A very good question! Essentially, usage differs according to register, so that, while in informal, conversational usage, ‘as well as’ is normally treated as a phrasal preposition, giving e.g.
Peter knows what is happening, as well as me.
(= Peter knows, and I know…)
in formal usage, many speakers will prefer to use it (in accordance with its syntactic origins as an elliptical comparative) rather as a phrasal conjunction, giving e.g.
Peter, as well as I, knows what is happening.
(< as well as/to the same extent that I know…)
the position of the phrase being also variable (sometimes for reasons of euphony).

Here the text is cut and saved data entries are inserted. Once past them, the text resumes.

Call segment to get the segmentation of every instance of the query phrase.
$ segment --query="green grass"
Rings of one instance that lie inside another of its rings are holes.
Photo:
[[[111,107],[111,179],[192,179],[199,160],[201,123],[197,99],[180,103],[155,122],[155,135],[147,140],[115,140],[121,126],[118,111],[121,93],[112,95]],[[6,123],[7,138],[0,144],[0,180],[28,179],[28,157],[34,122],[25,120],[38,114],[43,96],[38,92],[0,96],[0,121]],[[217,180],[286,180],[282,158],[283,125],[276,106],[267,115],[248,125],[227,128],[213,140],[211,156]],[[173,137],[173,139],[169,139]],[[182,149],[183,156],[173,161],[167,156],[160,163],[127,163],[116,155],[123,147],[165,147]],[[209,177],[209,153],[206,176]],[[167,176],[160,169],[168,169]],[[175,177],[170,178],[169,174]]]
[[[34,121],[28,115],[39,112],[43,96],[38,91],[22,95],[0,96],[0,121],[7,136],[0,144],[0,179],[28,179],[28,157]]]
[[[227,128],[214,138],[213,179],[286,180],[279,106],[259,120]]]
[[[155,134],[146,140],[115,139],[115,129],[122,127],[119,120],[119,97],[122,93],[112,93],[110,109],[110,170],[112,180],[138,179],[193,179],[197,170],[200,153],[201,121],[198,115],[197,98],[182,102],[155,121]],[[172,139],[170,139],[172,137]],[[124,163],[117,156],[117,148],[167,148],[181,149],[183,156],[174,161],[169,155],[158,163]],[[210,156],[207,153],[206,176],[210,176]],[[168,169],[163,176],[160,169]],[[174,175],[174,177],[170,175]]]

However, when collocating with a following verbal structure that is not automatically deducible from context (as in the case of your problem sentence), the expression has become obligatorily elliptical, so that we cannot grammatically/meaningfully reinstate a putative full form
*We will mark their scripts as well as we will provide comments by highlighting their mistakes.
In such cases, consequently, the prepositional reading of ‘as well as’ naturally prevails, yielding therefore either (on the typical model of [preposition+Ving]) the gerund form as well as providing or, alternatively (on the special model of [besides+V]) as well as provide (the latter being, in fact, preferable here on account of the infinitive form ‘mark’ earlier in the sentence).